もちろん、一番の深い傷を負ったのは彼女。
記憶を失くした彼女にはそれすらも覚えてるどうか定かではない。
「ですが、日和様が傷つくことは今後一切ないです。
彼女は俺が必ずお守りすると約束しましたから。」
「頼もしいこと言うじゃん。」
「俺だって彼女の傷ついた顔は見たくありませんよ。」
出来ることなら、彼女が幸せになるところを見届けたい。
「ひーちゃん、最近楽しそうなんだ。
友達もたくさん出来たみたいでまた笑うようになった。
気付いてるかどうか分からないけど、ひーちゃん決まって
“アイツ”の前ではよく笑ってただろ?」
“アイツ”の前でよく笑っていたのか。
「“アイツ”が居なくなってからまた笑わなくなったって、
サユリちゃんがそんなこと言ってた。」
確かに、そうかもしれない。
「そうですか。

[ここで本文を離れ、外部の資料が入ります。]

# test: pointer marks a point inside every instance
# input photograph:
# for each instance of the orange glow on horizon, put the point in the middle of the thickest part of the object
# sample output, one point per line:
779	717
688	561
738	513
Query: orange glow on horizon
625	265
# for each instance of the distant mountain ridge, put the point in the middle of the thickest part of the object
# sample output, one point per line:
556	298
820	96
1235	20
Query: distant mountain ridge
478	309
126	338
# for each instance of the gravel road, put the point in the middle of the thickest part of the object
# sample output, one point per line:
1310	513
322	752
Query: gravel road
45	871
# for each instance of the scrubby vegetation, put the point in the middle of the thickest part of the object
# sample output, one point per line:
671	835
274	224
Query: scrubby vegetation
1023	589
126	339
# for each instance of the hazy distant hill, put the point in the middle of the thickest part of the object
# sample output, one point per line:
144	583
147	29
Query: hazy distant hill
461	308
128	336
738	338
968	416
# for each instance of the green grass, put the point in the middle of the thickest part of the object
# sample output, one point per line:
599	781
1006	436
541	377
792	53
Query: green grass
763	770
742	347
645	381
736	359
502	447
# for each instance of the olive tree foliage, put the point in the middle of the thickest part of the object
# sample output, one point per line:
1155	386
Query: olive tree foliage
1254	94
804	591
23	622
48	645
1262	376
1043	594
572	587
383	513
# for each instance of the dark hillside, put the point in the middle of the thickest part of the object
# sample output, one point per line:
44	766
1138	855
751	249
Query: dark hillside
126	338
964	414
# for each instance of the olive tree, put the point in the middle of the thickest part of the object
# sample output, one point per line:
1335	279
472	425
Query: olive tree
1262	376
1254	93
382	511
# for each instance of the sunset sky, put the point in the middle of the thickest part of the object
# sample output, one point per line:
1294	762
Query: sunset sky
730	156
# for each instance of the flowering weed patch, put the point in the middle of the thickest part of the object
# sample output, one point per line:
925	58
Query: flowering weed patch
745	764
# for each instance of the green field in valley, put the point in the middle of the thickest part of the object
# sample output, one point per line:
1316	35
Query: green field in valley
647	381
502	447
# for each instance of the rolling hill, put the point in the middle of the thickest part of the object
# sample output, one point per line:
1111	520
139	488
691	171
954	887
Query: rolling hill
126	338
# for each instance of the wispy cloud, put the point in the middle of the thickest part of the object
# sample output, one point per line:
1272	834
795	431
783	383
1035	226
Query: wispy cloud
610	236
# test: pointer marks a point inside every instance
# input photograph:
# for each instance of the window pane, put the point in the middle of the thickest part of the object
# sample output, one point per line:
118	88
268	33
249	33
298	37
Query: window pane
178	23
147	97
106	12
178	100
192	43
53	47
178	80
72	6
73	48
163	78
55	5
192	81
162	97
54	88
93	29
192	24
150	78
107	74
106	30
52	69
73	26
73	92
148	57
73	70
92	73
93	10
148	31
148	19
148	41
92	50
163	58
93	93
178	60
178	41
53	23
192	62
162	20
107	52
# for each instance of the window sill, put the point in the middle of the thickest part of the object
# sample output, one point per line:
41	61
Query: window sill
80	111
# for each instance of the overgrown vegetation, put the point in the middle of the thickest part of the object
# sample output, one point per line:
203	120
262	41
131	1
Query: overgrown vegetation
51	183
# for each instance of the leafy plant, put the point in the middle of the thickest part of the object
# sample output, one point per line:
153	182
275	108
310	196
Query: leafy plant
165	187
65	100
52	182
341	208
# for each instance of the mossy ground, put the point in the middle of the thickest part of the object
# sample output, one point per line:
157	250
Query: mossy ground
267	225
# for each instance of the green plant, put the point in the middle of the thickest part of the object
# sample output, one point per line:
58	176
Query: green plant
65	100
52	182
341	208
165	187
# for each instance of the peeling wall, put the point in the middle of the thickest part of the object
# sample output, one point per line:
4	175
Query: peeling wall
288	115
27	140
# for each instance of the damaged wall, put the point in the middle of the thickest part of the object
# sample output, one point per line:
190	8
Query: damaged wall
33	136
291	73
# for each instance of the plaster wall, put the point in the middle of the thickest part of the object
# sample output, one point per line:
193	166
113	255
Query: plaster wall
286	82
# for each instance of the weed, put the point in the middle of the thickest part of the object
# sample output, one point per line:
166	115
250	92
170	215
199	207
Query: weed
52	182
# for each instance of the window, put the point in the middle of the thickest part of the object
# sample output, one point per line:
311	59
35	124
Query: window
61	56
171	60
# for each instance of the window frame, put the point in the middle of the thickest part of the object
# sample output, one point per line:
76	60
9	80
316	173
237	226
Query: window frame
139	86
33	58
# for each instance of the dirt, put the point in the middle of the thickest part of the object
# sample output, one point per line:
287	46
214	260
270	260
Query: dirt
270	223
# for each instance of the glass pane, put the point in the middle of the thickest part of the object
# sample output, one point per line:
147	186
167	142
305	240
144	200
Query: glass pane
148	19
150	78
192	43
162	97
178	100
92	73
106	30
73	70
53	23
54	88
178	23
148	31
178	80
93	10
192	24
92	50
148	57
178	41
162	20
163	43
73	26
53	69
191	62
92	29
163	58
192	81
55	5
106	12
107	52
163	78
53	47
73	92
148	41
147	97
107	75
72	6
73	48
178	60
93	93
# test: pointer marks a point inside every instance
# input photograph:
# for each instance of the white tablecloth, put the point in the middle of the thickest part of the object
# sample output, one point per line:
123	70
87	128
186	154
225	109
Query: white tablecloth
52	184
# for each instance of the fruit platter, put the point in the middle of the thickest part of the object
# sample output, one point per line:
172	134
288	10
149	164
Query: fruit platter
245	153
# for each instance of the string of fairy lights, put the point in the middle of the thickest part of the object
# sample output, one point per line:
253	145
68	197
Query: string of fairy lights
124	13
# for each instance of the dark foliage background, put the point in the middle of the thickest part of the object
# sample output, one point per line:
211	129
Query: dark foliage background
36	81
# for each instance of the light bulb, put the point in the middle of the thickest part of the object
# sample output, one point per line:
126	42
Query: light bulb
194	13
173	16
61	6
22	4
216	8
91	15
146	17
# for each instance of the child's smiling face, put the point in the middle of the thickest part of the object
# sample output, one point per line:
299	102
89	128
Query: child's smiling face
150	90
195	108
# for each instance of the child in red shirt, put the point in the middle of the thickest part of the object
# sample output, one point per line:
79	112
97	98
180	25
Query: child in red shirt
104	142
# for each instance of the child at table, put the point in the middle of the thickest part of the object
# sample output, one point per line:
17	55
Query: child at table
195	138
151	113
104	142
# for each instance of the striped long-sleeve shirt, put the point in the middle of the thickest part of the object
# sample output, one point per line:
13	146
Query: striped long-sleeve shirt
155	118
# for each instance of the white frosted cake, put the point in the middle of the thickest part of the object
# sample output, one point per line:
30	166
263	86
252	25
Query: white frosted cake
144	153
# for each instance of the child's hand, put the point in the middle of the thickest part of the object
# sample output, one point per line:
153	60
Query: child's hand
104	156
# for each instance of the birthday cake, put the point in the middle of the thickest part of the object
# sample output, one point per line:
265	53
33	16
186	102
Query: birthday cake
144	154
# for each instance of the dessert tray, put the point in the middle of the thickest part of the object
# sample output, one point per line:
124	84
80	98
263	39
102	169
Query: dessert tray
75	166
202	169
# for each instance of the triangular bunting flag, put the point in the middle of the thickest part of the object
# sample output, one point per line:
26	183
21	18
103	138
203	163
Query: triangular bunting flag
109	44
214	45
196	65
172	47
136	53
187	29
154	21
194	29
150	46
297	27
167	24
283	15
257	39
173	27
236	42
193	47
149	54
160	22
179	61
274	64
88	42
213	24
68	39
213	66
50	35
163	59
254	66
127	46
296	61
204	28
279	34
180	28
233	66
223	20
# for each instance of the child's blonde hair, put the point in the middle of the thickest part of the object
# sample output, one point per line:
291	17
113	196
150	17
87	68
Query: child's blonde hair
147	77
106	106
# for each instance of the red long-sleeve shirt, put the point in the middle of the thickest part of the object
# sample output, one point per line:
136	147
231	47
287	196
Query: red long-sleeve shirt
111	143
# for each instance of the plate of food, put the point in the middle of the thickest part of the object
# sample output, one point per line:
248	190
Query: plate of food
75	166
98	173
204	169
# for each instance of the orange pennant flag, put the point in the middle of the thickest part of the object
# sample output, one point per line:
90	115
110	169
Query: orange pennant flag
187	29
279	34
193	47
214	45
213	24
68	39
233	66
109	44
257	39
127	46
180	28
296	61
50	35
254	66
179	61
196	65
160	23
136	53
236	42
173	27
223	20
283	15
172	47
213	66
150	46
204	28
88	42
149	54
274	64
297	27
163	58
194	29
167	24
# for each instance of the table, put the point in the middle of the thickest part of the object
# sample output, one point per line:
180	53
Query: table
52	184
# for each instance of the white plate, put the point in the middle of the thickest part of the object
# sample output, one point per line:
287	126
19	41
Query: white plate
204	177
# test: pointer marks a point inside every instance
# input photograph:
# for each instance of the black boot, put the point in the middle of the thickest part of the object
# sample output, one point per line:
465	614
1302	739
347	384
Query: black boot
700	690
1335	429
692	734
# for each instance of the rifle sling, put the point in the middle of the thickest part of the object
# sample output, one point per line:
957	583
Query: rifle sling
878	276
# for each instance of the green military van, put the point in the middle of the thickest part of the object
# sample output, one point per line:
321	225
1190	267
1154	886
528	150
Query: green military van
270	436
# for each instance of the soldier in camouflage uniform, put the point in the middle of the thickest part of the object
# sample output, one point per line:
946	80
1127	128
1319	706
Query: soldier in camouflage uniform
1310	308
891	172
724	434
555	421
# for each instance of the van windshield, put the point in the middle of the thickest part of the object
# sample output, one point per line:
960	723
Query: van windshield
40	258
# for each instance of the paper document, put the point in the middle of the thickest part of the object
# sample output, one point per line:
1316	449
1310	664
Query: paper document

」
彼女から“アイツ”の名を聞くことは“アイツ”が
姿を消してからなかった。
「大和はどこに行ったか検討なんてつかないよな?」
検討なんてつくわけがない。
「ごめん、分かってはいんだけどな。“アイツ”
掴みどころないヤツだったから探せるわけないか。」
「心配せずとも彼は簡単に日和ちゃんを手放した
わけじゃないと思いますよ。」
そんな彼には敵わないと何度も思った。
「そうだといいな。」
深いコバルトブルーの瞳は未依さん譲りで、
温かく笑う表情は心地よく感じた。
「いつか戻ってくると思う?」
「どうでしょうね。彼なりにしなくてはならない
ことでもあるんでしょう。」
「何だよそれ、やっぱり何か知ってるのか?」
「いいえ、知りませんよ。」
彼がどこに行ったか言うまでもなく彼女のためだ。
彼女のことを心底大事にしていたのだからそれは
もう確証なんてどこにもなくても信じられること。